Poèmes épars_9

El Desdichado 

 

Je suis le ténébreux, – le veuf, – l’inconsolé, 

Le prince d’Aquitaine à la tour abolie : 

Ma seule étoile est morte, – et mon luth constellé 

Porte le soleil noir de la Mélancolie. 

 

Dans la nuit du tombeau, toi qui m’as consolé, 

Rends-moi le Pausilippe et la mer d’Italie, 

La fleur qui plaisait tant à mon cœur désolé 

Et la treille où le pampre à la rose s’allie. 

 

Suis-je Amour ou Phoebus ?… Lusignan ou Biron ? 
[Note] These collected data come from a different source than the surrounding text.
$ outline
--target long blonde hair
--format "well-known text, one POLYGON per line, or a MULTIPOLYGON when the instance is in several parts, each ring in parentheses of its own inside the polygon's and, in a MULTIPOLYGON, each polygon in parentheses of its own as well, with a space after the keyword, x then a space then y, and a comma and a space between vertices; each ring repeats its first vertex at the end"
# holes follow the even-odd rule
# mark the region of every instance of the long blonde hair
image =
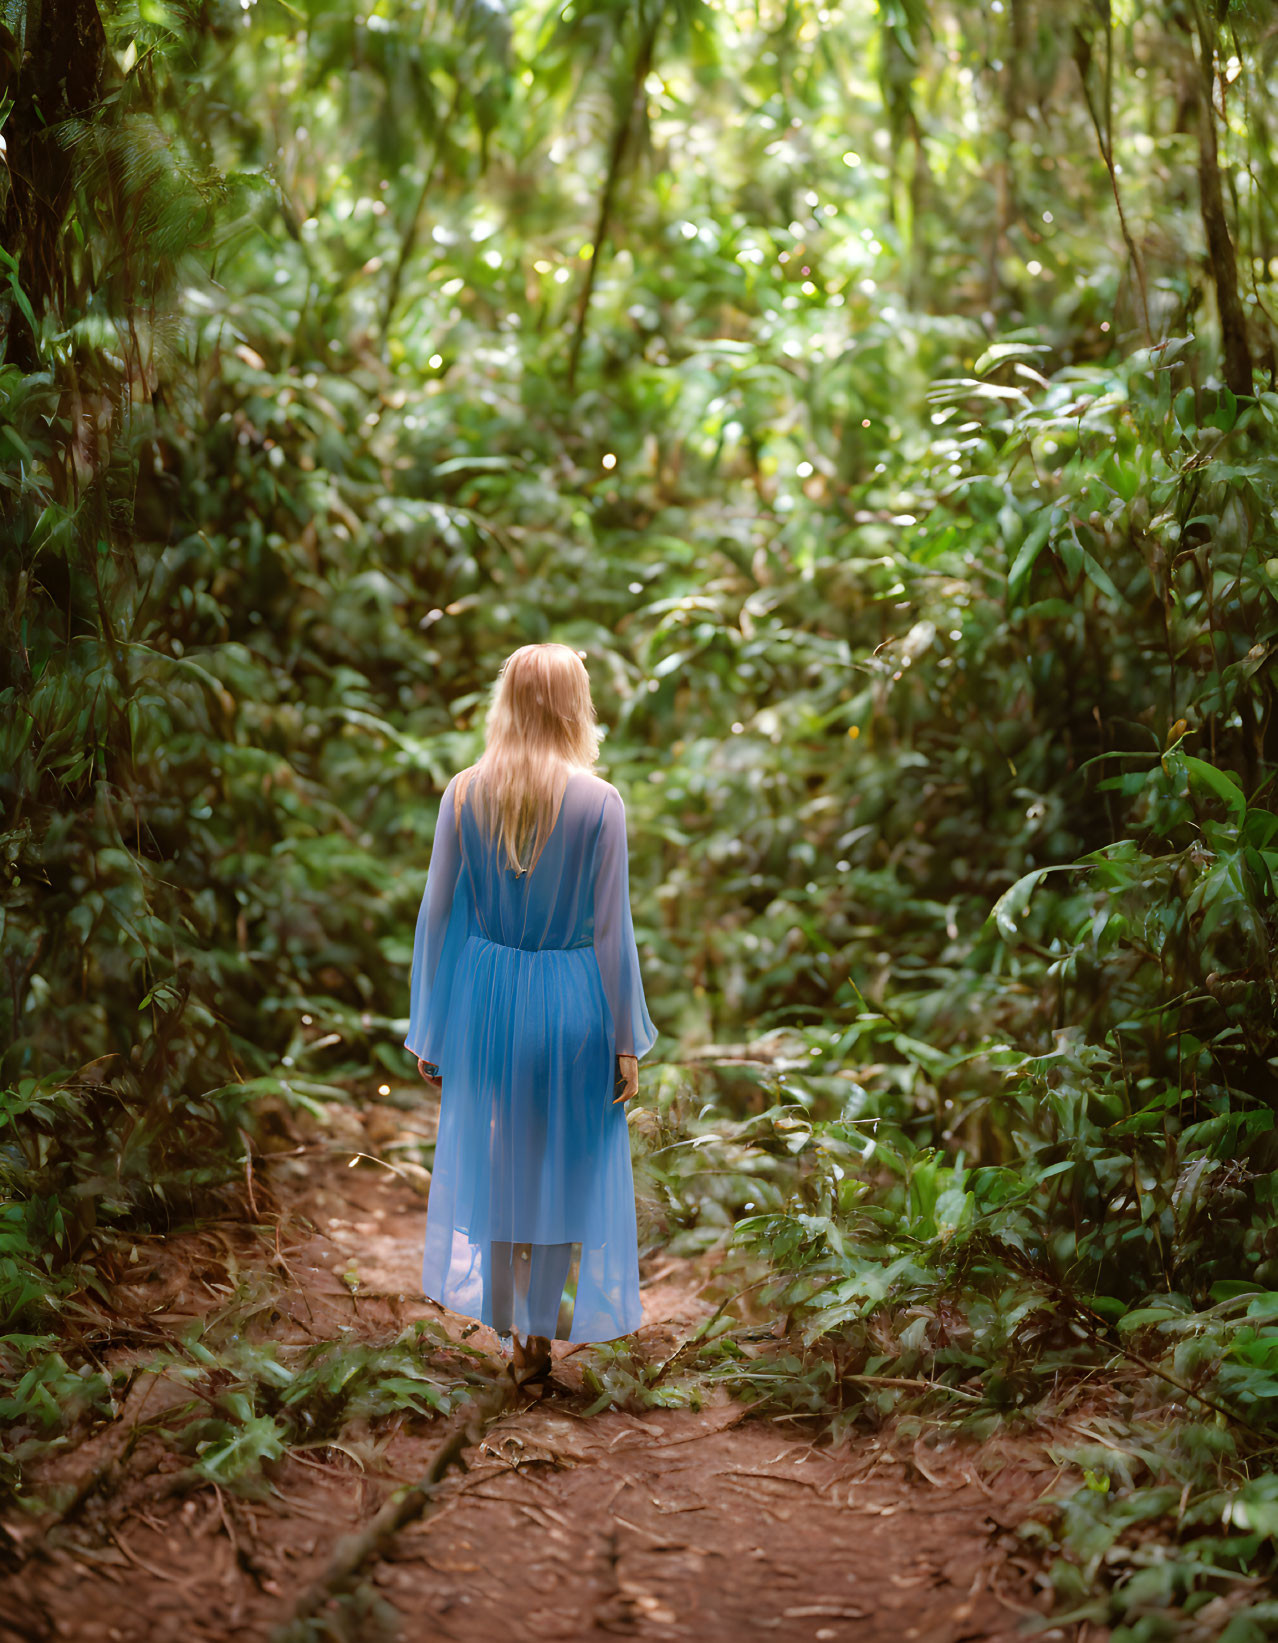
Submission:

Mon front est rouge encor du baiser de la reine ; 

J’ai rêvé dans la grotte où nage la sirène… 

 

Et j’ai deux fois vainqueur traversé l’Achéron, 

Modulant tour à tour sur la lyre d’Orphée 

Les soupirs de la sainte et les cris de la fée. 

 

Gérard de Nerval

 

***************

 

Elle défit sa ceinture 

Elle défit son corset 

…………………… 

Puis, troublée à mes tendresses, 

Rougissante à mes transports, 

Dénouant ses blondes tresses, 

Elle me dit : Viens ! Alors… 

 

— Ô Dieu ! joie, extase, ivresse, 

Exquise beauté du corps ! 

J’inondais de mes caresses 

Tous ces purs et doux trésors 

 

D’où jaillissent tant de flammes. 

Trésors ! Au divin séjour 

Si vous manquez à nos âmes, 

Le ciel ne vaut pas l’amour. 

 

Victor Hugo 

 

******************

 

Et s’il me plaît… 

 

Et s’il me plaît, dit-elle, de rire pendant 

les orages, de quitter vos lampes peureuses 

pour éteindre dans mes paumes le paysage 

autrement lumineux des foudres convoitées. 

 

Vraiment, s’il me plaît de rire et de jubiler 

pendant que vous craignez. De me changer en herbe, 

en arbre, en bête, pour savourer du dedans 

les justes et sonnantes colères du ciel. 

 

Je sais, j’aurai l’œil en feu, la lèvre sauvage, 

les poignets en miettes et les genoux ouverts. 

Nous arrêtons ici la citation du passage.